A little under three weeks ago, we had to say goodbye to Puppy Girl. It was the right time, by my reckoning, not too soon and not too late. My wonderful veterinarian, Karen Pearson, DVM, who we have followed through a few veterinary practices, and who has treated Puppy Girl for ten years, came to our house. Puppy Boy was there, along with the rest of her family, at the end. We laughed, and told stories of her and her Boy and our prior dog. Karen's part of our pack: she felt our loss like it were her own and gave us the support we needed. I've always felt that way about her.
Now, however, Puppy Boy is without his Girl. Like any other caregiver, he spent the greater part of the last few years tending to his charge. He worried over her, made sure she had plenty of attention, and tormented her with puppy games to keep her engaged. Now that she's gone, he seems lost. Daughter's dog isn't much help- to Puppy Boy, he's a new addition and competition for affection. What's a Puppy Boy to do? Turn to his pack, of course. Mommy is his "go to" when he's feeling needy, with daughter running a close second. Without us, he worried his paw and chewed it. He looked lost and unhappy. We've given him lots of love, and tons of attention. We've kept the rest of his schedule and life as much the same as we can, and he's slowly returning to his old self.

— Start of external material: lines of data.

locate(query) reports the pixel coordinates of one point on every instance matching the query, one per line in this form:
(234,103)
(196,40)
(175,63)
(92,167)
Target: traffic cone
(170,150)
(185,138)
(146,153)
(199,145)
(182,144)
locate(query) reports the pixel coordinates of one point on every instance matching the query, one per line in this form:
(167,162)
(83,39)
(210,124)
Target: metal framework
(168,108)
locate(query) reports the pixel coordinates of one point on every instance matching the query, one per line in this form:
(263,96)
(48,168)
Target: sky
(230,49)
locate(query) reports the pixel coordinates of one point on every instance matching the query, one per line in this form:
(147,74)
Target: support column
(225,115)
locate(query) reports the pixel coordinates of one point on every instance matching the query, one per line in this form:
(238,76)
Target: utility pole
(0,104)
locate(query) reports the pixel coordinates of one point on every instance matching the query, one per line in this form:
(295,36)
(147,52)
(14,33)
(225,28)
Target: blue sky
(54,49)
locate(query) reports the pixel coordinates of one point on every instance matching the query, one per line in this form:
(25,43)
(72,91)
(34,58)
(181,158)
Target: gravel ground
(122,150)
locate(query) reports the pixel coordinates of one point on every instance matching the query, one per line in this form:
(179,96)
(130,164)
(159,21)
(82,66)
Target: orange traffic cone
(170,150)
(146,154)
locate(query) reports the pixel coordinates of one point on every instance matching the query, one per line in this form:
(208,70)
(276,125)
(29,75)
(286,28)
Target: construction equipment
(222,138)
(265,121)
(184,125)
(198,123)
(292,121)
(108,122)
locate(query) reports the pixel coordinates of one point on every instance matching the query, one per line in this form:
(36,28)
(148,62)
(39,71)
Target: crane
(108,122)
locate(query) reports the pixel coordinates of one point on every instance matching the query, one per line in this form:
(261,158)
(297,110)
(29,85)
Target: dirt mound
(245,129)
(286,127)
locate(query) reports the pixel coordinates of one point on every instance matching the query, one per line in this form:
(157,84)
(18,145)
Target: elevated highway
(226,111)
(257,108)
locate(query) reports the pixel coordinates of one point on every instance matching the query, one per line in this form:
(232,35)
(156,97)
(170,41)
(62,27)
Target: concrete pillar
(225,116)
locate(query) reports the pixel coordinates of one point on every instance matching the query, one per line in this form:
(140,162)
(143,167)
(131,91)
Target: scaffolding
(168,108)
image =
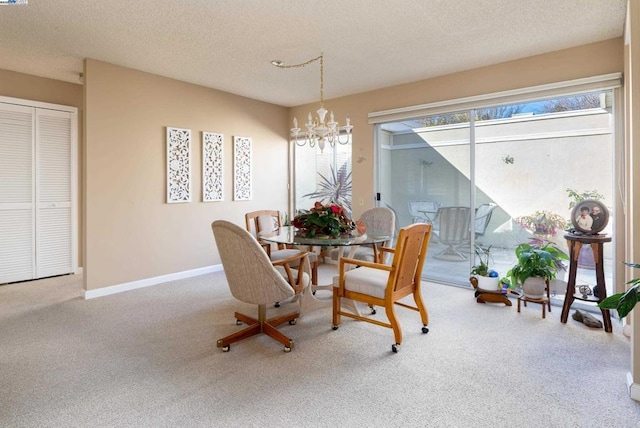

Here in the Trenches, a lot of our clients are like Puppy Boy. Their marriage and their spouse were the constants in their lives. Without them, our clients are adrift. We know they will get their bearings at some point, and move on to a different life. The question is what to do in the meantime. The temptation for most people is to throw out the baby with the bath water. They want a clean break, they want no reminders of their marriage or their spouse, and they jettison everything from their old life all at once. Big mistake. Even though those things from the old life can be painful, pain is necessary in order to move forward. It's a requirement in order to work through the stages of grief. If you ignore it now, it will just come back and rear its head at an unexpected time in the future. As strange as it sounds, a clean break is not so healthy. We need reminders in order do the hard work.
What else do our clients need Here in the Trenches? Like Puppy Boy, they need their pack. As we saw with Puppy Boy, their pack isn't just anyone. It's not someone in a like position, or else Daughter's dog would have done just fine. Their pack is the people they count on to keep their lives on an even keel. They are the folks who have been their constants through their life. A lot of people don't want to be these folks, because they don't know what to say and do to make our clients feel better. That's too bad, because our clients don't need someone to do something to make them feel better: just being there makes them feel better. Really, what our clients need to know is that they're not alone and they're still loved. By the way, Puppy Boy is doing much better, just like our clients. Here in the Trenches.